Scholarly Production: procedures and preparation of scientific articles (standards, literature review, methods section design).
Reference courses from the model
Theories of Education; Education theories and (pedagogical) processes; Educational policies; Educational policies and school management; Education and culture; Education, work and gender; Education, sexuality and teacher training; Educational inclusion: concepts and theories; Research methods in education; Epistemology and educational research; Theoretical and methodological elements of the research; Procedures and preparation of scientific articles; Didactics; History of education; Foundations of education.
Year-1 deliverables
Seminar I: pre-proposal with problem statement, objectives, theoretical framework, and methodology.
Article 1: systematic/narrative review mapping gaps in the field.
Methodology portfolio: instruments (protocols, questionnaires) and data-collection plan.
Year 2 — Line-of-Research Deepening and Data Collection (~600h)
Focus & competencies
Thematic specialization in one line of research (Technologies & Innovation; Teacher Education & Practices; Education, Society & Diversity) with guided reading and Advanced Studies.
Study operationalization: field access, sampling, ethics, data collection and logging.
Data analysis: qualitative procedures (coding, thematic analysis) and/or quantitative procedures (reliability/validity, basic modeling).
Reference courses/activities
Seminars II; Advanced Studies III/IV; Methodological–theoretical elements; Subject and society; Assessment and feedback-oriented didactics (content present under “Didactics / processes”).
Year-2 deliverables
Field report with collection evidence (field notes, transcripts, datasets).
Article 2 (empirical): methods and preliminary results.
Seminar II: qualifying/comprehensive exam (project qualification) with internal committee.
Year 3 — Integration, Writing, and Thesis Defense (~570h)
Focus & competencies
Theoretical–empirical integration: discussion, implications, and field contributions.
Scholarly communication: final writing, formatting, copyright management, publication strategy.
Academic management: public presentation, defense, and response to committee.
Reference courses/activities
Seminars III; Advanced Studies (completion); Scientific writing (based on “procedures and preparation of scientific articles” as support for final writing).
Year-3 deliverables
Completed Thesis (introduction → results → discussion → conclusion).
Article 3 (thesis-derived) submitted to a peer-reviewed journal or book chapter.
Public Thesis Defense (minutes and approval with any required revisions).
Typical Semester Distribution (illustrative)
S1: Foundations (theories, policy, culture) + Methods I + Seminar I.
S2: Epistemology, Didactics/Processes + Scholarly Writing + revised proposal.
S3: Line-specific modules + pilot data collection + Seminar II (qualification).
S4: Line-specific deepening + main data collection + begin analyses.
S5: Advanced analyses + Advanced Studies + write results/discussion.
S6: Final Thesis writing, article submissions, Seminar III and defense.
Program Learning Outcomes (by the end of Year 3)

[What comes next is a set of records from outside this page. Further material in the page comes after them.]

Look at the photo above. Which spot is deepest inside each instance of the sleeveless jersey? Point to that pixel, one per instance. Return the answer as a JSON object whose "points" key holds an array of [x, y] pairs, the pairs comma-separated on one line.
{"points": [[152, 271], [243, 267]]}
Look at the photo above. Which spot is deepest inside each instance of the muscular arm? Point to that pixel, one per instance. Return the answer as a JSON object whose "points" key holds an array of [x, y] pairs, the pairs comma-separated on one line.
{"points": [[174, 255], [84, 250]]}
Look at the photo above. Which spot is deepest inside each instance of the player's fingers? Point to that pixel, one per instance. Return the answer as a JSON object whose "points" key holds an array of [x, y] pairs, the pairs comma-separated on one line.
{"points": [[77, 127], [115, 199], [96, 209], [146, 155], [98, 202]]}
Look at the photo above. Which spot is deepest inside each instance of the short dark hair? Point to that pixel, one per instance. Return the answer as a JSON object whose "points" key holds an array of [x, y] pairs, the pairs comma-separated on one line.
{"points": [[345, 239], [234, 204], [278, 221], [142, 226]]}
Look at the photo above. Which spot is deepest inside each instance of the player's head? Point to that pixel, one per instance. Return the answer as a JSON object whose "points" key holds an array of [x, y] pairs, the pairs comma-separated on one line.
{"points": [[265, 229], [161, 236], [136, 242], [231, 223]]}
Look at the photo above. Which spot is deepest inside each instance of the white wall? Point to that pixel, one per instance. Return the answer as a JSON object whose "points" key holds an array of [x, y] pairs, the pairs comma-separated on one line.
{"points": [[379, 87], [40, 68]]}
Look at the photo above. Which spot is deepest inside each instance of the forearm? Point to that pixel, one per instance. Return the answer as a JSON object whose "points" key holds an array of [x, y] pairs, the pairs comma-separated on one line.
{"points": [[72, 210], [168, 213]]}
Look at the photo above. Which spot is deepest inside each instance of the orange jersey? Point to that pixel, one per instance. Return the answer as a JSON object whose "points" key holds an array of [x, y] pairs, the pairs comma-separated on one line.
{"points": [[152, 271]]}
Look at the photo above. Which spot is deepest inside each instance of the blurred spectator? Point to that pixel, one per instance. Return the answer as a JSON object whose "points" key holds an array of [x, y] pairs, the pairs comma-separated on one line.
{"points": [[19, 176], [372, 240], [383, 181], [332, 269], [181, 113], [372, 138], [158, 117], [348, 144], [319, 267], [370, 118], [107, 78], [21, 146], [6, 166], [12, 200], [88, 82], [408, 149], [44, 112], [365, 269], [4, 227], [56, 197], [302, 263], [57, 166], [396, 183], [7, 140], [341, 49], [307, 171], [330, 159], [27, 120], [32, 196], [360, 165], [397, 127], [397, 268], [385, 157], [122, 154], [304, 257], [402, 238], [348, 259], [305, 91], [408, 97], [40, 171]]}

Mastery of core theories and epistemologies in Education and their applications.
Ability to conduct ethically robust research with methodological rigor.
Completion of an original Thesis contributing to the field, plus three scholarly products: one review article, one empirical article, and one thesis-derived article.
Readiness for higher-education teaching and research supervision.
Competence to intervene and evaluate (policies and pedagogical practices) in complex, diverse educational settings.